Kazakh archaelogists find remains of ancient female warrior
Archaeologists have discovered the remains of a female warrior in the southern Kazakhstan. Scientists suggest that a noble woman had lived during the period between the 11th century B.C. and 4th century AD. Probably, she led a group of nomads, which lived on the territory of modern Kazakhstan. Scientists say that for the first time they have found a female burial with full armament. There is a bow, rare arrowheads and a dagger. During the excavations, glass beads with underglaze gold, jet gilded beads and bronze jewelry were found as well. According to professor Alexander Podushkin, skeleton has been laying in the ground at least for 17 centuries, but it was well preserved.
“The mound is 22-25 meters in diameter. The size of the mound also determines the status of a person. That means that she was a noble woman, who was probably the leader of a certain group, not a large circle of nomads. The territory of South Kazakhstan is not considered an ethnic territory of the Sarmatians. However, our materials confirm that this group of the ancient population, the Sarmatian group, they are also called Asian Sarmatians, lived on the territory of South Kazakhstan. This is an important scientifically credible information,” Alexander Podushkin, professor of the South Kazakhstan State Pedagogical University, said.
In the next mound, archaeologists discovered another burial of a woman. Historians were more curious about her personal stuffs - a bronze mirror and a pincushion.
“A mirror is like a person's personification. People broke it and put it into a grave. It was some kind of ritual,” the student Yekaterina Asadcheva shared.

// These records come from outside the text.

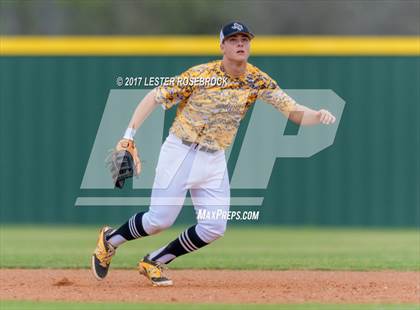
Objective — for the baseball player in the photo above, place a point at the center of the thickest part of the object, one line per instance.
(192, 156)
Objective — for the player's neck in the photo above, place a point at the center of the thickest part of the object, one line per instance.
(234, 68)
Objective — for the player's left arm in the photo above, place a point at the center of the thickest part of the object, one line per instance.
(303, 115)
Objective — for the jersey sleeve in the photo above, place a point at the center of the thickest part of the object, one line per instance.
(272, 94)
(175, 92)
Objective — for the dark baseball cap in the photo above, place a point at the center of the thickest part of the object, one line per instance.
(234, 28)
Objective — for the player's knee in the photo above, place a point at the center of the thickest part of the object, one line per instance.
(156, 225)
(212, 231)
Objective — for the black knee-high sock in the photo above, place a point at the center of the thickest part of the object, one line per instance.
(132, 229)
(188, 241)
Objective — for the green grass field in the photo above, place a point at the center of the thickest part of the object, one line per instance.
(241, 248)
(277, 248)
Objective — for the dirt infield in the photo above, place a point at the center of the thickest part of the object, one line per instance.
(214, 286)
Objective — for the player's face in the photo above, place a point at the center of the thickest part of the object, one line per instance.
(236, 47)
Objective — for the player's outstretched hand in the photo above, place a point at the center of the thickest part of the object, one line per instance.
(325, 117)
(124, 162)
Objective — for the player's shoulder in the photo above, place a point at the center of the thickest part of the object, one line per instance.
(257, 72)
(204, 67)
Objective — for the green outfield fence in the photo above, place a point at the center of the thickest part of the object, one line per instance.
(51, 106)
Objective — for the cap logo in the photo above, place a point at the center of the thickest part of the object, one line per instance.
(237, 26)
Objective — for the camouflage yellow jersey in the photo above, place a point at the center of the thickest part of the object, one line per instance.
(211, 103)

A 2,000-year-old stove also arouse great interest. A ceramic tablet with inscribed writing was found at the site of Kultobe town. This is the 26th found fragment. According to the archaeologists, findings indicate a high level of civilization of the ancient nomadic people. Artifacts will be transferred to the National Museum of Kazakhstan. The territory, where the study was conducted, will be returned to its original state. A historical landscape will be restored.